Image: Hugh Threlfall
January 06 2012
As someone who feels gratitude to the late Steve Jobs on an almost hourly basis for Apple products, it is perhaps somewhat perverse that it took this superb Sony laptop, the Vaio Z, to help me fully appreciate his genius – and realise that Apple doesn’t always have the last word.
The Sony arrived with two other premium laptops challenging the growing hegemony of the 13in MacBook Pro and Air. I am taking it as a given here that, Windows/Mac arguments aside, these computers all work brilliantly; my focus, as was Jobs’, is their look and feel – we can spend 12 hours a day with laptops, so God is truly in the detail.
First, the Asus Zenbook. This comes in 12in and 13in models of similar thickness, weight and price to the MacBook Air. They have Bang & Olufsen audio and fine screens. But they’re too shiny, with sharp edges, nasty silver keys with cheap-looking italicised letters. Everything is out of visual sync with everything else. Any Apple designer who showed these to Jobs would have been fired.

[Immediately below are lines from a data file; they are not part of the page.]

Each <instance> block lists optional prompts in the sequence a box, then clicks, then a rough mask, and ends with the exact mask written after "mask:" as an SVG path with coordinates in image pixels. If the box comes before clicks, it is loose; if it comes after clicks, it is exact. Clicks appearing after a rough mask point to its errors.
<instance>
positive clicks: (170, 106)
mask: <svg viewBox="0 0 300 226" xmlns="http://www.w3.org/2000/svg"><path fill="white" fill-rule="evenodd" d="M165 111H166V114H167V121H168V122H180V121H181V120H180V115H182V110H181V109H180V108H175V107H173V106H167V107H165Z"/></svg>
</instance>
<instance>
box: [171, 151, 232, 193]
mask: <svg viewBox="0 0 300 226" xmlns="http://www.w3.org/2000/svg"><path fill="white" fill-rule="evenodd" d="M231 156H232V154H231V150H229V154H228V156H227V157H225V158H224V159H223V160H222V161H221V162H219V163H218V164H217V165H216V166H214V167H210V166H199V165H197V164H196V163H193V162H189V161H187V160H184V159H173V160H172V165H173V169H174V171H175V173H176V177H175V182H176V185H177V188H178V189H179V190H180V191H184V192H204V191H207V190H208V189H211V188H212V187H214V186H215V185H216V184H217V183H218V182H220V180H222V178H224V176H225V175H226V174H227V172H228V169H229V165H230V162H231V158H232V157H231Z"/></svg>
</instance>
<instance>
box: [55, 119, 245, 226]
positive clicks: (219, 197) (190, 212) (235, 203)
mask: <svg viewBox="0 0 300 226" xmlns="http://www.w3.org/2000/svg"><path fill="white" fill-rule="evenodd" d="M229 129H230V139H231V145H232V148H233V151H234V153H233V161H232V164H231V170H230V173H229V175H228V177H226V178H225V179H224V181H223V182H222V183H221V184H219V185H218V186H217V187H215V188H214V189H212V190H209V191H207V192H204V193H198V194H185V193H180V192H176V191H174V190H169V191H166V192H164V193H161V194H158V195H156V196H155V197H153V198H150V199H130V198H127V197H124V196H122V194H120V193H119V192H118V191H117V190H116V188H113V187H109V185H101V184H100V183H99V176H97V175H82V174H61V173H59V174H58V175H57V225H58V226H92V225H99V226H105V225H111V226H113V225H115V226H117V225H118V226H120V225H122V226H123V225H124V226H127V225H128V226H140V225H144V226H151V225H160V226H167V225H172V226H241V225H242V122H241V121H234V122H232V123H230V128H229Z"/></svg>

Then there’s the Dell XPS 14Z; a cheaper, lighter, thinner MacBook Pro competitor with a bigger screen than the Zenbook. No-brainer? Sure, if you can live with its jangling ugliness. It’s good, but, again, just not nice. I, anyway, would never get pleasure from using this.
With the Sony Vaio Z, however, the competition gets serious. The carbon-fibre Z is just over half the thickness and weight of a MacBook Pro, has a potential 14-hour battery life, an aesthetic that Jobs wouldn’t have kicked you out of the room for, plus features he’d love, including a keyboard that tilts as you raise the screen, a 3G SIM and the option of a 512Gb SSD hard drive. Wow.
Of course, being a PC, the machine’s back and sides are hideous, and it comes plastered with those moronic little Intel and Windows stickers, which ruin the visual impact and damage the fascia. Jobs would have murdered anyone responsible for that. Yet in myriad ways, the Vaio Z beats the pants off the sainted MacBook Pro. Indeed, the Vaio Z is terrific enough to beat Apple for the custom of discerning, demanding people, ie, you and me. I’m just not sure it will.